Approximating CNNs with Bag-of-local-Features models works surprisingly well on ImageNet
Wieland Brendel, Matthias Bethge

TL;DR
This paper introduces BagNets, a simple yet high-performing CNN variant based on local features without spatial order, achieving near state-of-the-art accuracy on ImageNet and offering better interpretability.
Contribution
The paper demonstrates that a bag-of-local-features model can perform competitively on ImageNet and provides insights into the decision strategies of deep neural networks.
Findings
BagNets reach 87.6% top-5 accuracy on ImageNet.
BagNets' decision process is more interpretable due to local feature analysis.

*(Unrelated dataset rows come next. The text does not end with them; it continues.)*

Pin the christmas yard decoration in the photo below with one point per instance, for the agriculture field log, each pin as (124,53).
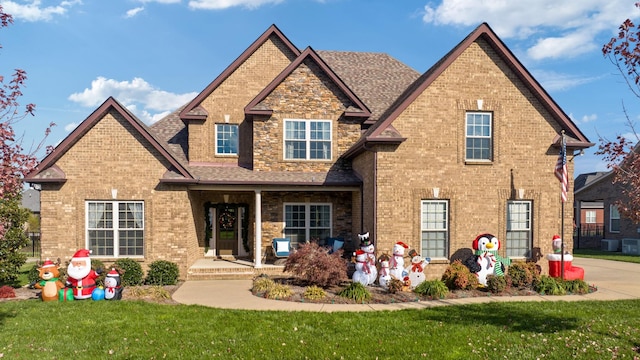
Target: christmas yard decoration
(113,290)
(49,281)
(80,277)
(555,262)
(415,270)
(396,263)
(486,260)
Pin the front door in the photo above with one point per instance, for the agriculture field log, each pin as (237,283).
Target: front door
(227,229)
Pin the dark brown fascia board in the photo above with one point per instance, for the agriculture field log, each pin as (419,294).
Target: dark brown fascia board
(89,122)
(485,31)
(307,53)
(272,30)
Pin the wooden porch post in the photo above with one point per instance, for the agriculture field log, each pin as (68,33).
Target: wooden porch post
(258,220)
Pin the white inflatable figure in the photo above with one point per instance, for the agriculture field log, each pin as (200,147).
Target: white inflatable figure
(416,268)
(385,276)
(486,248)
(366,245)
(396,263)
(362,272)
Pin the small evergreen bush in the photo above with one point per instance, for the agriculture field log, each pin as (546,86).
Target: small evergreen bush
(496,284)
(162,272)
(357,292)
(548,285)
(314,265)
(457,276)
(130,271)
(436,289)
(314,293)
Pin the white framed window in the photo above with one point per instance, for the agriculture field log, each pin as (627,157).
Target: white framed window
(307,139)
(614,219)
(478,136)
(115,228)
(307,221)
(434,228)
(518,242)
(226,139)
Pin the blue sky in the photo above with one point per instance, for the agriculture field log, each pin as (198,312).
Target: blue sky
(156,55)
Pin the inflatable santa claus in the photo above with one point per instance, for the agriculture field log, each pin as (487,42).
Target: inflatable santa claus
(80,277)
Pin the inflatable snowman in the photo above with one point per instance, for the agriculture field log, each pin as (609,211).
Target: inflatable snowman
(385,276)
(486,258)
(363,272)
(415,270)
(396,263)
(366,245)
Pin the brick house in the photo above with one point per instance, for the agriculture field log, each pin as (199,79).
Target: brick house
(595,196)
(315,144)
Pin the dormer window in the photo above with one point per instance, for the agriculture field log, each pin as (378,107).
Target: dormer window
(307,139)
(226,139)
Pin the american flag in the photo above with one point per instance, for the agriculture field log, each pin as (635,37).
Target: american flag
(561,169)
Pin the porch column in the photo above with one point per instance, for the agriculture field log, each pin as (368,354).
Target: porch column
(258,247)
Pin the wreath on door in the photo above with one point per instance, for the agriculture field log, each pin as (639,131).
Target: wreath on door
(226,220)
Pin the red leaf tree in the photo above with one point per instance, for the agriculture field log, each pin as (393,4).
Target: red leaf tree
(15,163)
(621,155)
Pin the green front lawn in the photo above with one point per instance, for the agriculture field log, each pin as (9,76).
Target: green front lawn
(606,255)
(139,330)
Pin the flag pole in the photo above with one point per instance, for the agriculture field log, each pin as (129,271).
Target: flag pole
(564,150)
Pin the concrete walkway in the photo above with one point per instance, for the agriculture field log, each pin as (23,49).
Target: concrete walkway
(615,281)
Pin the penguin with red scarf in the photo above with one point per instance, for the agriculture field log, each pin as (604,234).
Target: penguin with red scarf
(80,277)
(486,260)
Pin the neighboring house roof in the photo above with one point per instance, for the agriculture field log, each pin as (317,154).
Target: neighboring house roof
(587,180)
(31,200)
(256,108)
(381,130)
(193,110)
(47,171)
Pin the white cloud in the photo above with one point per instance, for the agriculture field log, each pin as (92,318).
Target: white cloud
(34,11)
(147,102)
(225,4)
(558,28)
(553,81)
(133,12)
(70,126)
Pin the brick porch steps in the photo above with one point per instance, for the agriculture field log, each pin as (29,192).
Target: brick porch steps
(210,269)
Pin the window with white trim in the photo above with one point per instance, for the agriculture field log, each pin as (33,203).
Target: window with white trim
(434,228)
(115,228)
(226,139)
(519,235)
(614,219)
(478,136)
(307,221)
(307,139)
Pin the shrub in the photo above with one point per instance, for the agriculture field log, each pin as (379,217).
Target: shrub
(130,271)
(314,265)
(279,291)
(262,284)
(357,292)
(394,285)
(548,285)
(523,274)
(162,272)
(576,286)
(436,289)
(314,293)
(496,284)
(458,276)
(7,292)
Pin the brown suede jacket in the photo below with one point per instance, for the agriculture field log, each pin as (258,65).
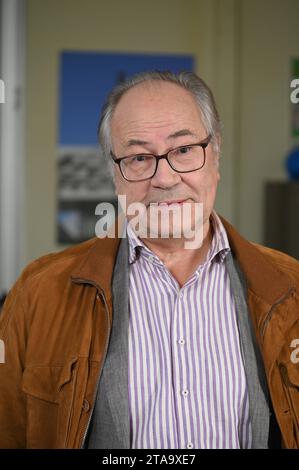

Similar behavior to state-of-the-art DNNs in feature sensitivity and error distribution.
Abstract
Deep Neural Networks (DNNs) excel on many complex perceptual tasks but it has proven notoriously difficult to understand how they reach their decisions. We here introduce a high-performance DNN architecture on ImageNet whose decisions are considerably easier to explain. Our model, a simple variant of the ResNet-50 architecture called BagNet, classifies an image based on the occurrences of small local image features without taking into account their spatial ordering. This strategy is closely related to the bag-of-feature (BoF) models popular before the onset of deep learning and reaches a surprisingly high accuracy on ImageNet (87.6% top-5 for 33 x 33 px features and Alexnet performance for 17 x 17 px features). The constraint on local features makes it straight-forward to analyse how exactly each part of the image influences the classification. Furthermore, the BagNets behave similar to…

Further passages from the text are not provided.